= The Cavanaughs (web series) =

2010 soap opera web series

The Cavanaughs is a 2010 soap opera web series following a group of friends who reunite after working on a failed television pilot, and then come together to create a television sitcom entitled The Cavanaughs. Along the way, they find themselves creating a family of their own.

==Production history==

The Cavanaughs was developed from a stage play-within-a-play comedy entitled The Seven Lessons of Life, which ran in Hollywood during the summers of 2002 and 2003, featuring the character of sitcom actor and drag queen Noreen Cavanaugh. This was followed with a workshop sequel play A Night with the Cavanaughs in 2004, which included musical numbers.
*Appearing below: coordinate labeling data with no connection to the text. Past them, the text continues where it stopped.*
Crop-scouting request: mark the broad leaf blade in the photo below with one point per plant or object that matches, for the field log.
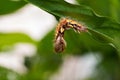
(105, 26)
(9, 39)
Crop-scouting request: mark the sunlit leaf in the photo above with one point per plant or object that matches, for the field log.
(98, 26)
(9, 6)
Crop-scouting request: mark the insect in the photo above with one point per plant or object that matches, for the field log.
(63, 25)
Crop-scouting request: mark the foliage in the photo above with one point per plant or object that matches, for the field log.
(103, 37)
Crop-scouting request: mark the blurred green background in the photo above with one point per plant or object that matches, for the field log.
(46, 63)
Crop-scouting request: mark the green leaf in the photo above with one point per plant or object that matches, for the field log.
(103, 28)
(9, 39)
(108, 8)
(9, 6)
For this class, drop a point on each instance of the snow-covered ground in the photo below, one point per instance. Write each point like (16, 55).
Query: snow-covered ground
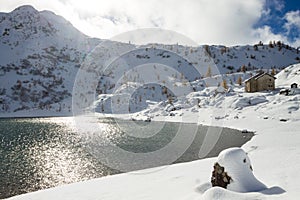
(274, 150)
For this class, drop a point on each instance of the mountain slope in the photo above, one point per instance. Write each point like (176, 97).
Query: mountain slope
(42, 52)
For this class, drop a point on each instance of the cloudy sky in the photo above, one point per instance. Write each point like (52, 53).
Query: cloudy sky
(227, 22)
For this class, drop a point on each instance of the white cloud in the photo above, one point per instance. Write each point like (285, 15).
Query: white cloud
(293, 20)
(204, 21)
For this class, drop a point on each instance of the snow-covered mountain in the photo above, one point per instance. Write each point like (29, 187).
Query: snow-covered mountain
(41, 54)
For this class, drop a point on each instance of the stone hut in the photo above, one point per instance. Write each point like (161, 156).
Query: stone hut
(294, 85)
(260, 82)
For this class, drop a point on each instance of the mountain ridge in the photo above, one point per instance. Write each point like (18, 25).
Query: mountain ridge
(41, 54)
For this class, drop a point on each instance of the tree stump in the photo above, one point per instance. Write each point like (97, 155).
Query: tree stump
(220, 177)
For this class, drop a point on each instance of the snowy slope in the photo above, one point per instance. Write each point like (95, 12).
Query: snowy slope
(42, 52)
(40, 55)
(273, 151)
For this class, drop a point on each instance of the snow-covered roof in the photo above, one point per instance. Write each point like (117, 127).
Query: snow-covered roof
(259, 75)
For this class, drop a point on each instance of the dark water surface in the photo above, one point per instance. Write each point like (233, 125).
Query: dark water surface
(39, 153)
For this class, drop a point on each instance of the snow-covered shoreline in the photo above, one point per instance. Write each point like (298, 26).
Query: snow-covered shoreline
(274, 152)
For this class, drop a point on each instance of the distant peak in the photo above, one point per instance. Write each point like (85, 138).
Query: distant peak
(25, 8)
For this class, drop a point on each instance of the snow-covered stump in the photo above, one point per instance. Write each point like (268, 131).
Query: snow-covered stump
(233, 171)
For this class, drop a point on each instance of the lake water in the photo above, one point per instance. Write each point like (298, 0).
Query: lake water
(39, 153)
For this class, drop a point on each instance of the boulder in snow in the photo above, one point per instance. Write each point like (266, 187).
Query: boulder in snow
(233, 171)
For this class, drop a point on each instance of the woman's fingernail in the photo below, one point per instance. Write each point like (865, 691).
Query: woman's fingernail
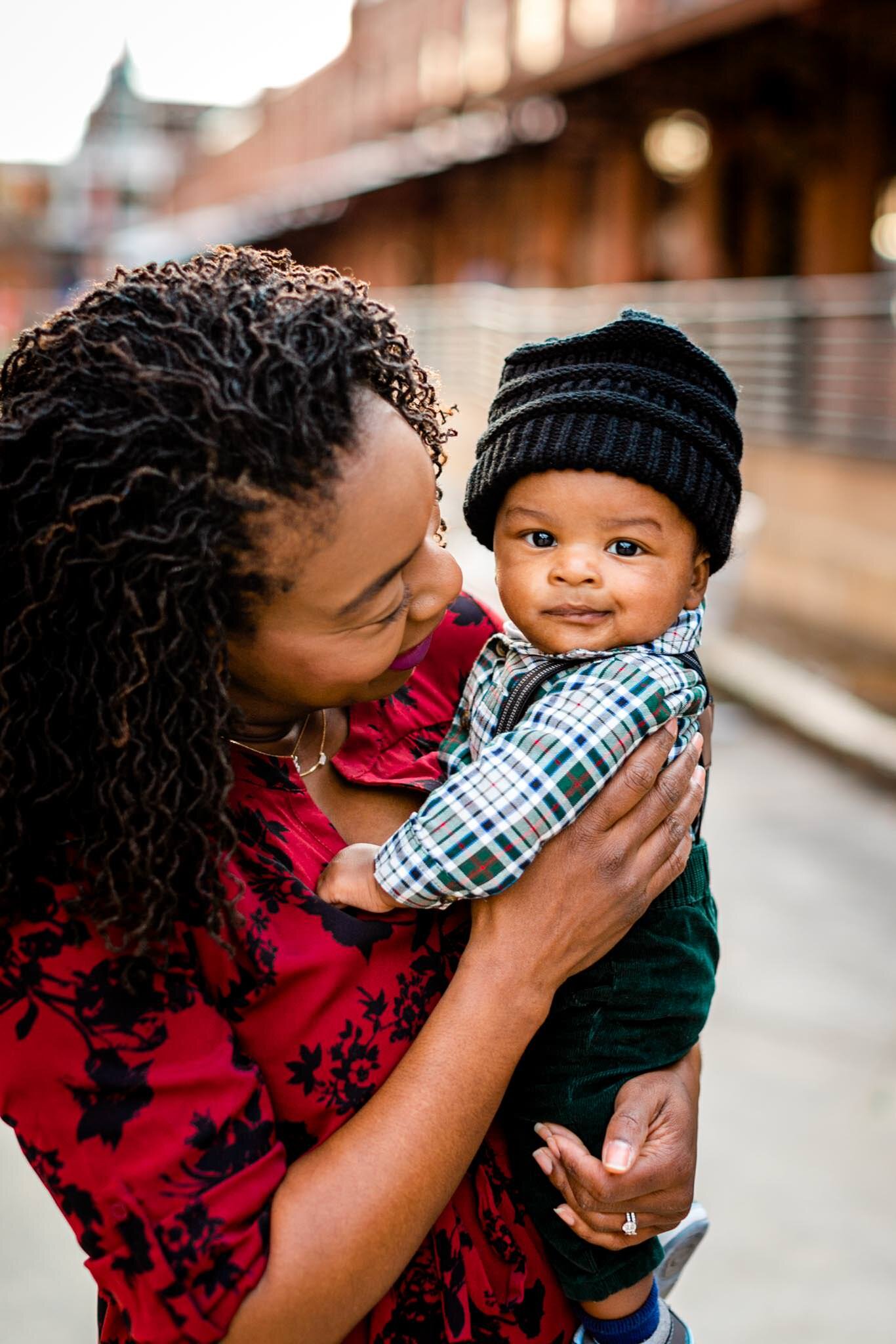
(543, 1132)
(544, 1160)
(617, 1156)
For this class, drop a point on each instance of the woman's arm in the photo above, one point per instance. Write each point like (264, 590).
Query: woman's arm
(350, 1215)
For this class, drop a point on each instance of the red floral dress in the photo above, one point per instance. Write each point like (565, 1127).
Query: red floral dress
(161, 1122)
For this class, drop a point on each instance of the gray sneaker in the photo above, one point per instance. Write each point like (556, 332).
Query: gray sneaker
(679, 1332)
(679, 1246)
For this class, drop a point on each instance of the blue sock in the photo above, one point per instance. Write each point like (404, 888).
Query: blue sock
(628, 1330)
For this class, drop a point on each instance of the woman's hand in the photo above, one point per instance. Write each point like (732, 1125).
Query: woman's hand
(350, 879)
(596, 879)
(647, 1166)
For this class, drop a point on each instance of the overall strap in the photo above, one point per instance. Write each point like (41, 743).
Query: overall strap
(524, 692)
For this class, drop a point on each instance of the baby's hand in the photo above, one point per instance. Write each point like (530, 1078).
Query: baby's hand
(348, 881)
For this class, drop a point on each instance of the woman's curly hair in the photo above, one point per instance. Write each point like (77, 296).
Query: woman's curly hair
(136, 433)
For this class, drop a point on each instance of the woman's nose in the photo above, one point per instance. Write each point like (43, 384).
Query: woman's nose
(434, 585)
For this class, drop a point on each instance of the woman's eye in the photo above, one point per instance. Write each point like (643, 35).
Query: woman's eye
(399, 610)
(540, 539)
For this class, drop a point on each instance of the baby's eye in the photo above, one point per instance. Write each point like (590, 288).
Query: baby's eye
(625, 549)
(540, 539)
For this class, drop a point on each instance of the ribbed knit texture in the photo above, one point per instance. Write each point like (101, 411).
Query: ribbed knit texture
(637, 398)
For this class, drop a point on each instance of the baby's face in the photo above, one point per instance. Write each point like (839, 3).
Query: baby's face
(594, 561)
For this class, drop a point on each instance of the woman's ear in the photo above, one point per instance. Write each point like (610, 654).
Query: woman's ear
(699, 579)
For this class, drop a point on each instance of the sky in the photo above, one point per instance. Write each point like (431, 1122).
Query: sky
(55, 57)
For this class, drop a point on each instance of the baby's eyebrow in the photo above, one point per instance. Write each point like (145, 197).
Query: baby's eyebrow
(633, 522)
(529, 513)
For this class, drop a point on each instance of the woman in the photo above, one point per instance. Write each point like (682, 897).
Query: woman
(266, 1118)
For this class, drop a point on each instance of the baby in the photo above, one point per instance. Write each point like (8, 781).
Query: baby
(607, 483)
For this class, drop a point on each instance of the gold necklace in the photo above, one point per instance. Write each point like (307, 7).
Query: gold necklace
(293, 754)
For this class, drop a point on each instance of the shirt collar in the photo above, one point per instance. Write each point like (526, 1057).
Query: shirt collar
(683, 635)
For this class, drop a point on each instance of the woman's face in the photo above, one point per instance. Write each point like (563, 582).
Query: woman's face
(359, 581)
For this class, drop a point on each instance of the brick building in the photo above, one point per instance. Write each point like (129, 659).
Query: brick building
(537, 143)
(55, 219)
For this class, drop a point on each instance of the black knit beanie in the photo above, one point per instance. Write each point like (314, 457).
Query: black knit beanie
(637, 398)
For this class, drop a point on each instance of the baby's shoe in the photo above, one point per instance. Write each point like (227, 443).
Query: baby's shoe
(679, 1246)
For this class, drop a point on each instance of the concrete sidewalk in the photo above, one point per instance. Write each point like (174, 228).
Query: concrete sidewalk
(798, 1128)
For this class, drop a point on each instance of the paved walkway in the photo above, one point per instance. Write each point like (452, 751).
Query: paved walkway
(798, 1146)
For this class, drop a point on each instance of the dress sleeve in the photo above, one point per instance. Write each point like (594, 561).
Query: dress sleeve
(153, 1133)
(479, 831)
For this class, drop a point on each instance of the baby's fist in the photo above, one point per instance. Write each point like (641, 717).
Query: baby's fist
(348, 881)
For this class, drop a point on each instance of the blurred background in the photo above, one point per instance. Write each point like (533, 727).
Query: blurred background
(507, 170)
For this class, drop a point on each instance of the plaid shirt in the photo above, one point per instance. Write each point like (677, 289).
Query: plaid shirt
(506, 795)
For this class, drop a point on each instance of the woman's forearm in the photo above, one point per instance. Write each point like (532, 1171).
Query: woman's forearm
(351, 1214)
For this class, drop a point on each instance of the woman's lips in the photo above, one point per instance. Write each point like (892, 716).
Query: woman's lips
(578, 613)
(411, 656)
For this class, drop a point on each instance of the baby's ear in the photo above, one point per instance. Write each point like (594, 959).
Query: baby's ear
(699, 579)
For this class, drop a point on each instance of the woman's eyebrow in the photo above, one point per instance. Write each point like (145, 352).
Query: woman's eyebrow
(529, 513)
(632, 522)
(377, 586)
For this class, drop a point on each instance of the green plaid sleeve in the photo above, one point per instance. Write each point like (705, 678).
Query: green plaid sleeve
(479, 831)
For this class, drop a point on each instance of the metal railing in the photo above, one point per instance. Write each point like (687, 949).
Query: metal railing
(815, 358)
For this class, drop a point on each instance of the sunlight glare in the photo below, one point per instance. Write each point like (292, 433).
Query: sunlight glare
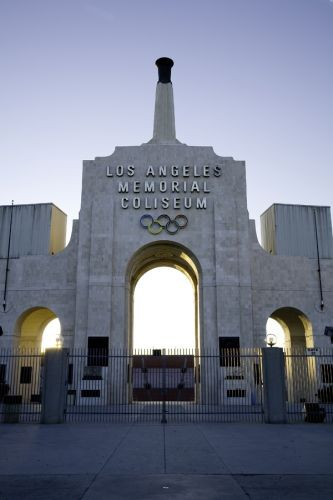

Toward the end of the 2007–2008 Writers Guild of America strike, OAPCA Productions opted to bring these stage characters into a television form with the dramedy pilot The Cavanaughs. The first story saw a group of offbeat actors looking for money to run a theater in Hollywood while dealing with their own neuroses. The pilot generated interest and filming went smoothly. Soap Actor Thom Bierdz generously donated his personal artwork for several scenes. However, the project stalled for a year in post-production.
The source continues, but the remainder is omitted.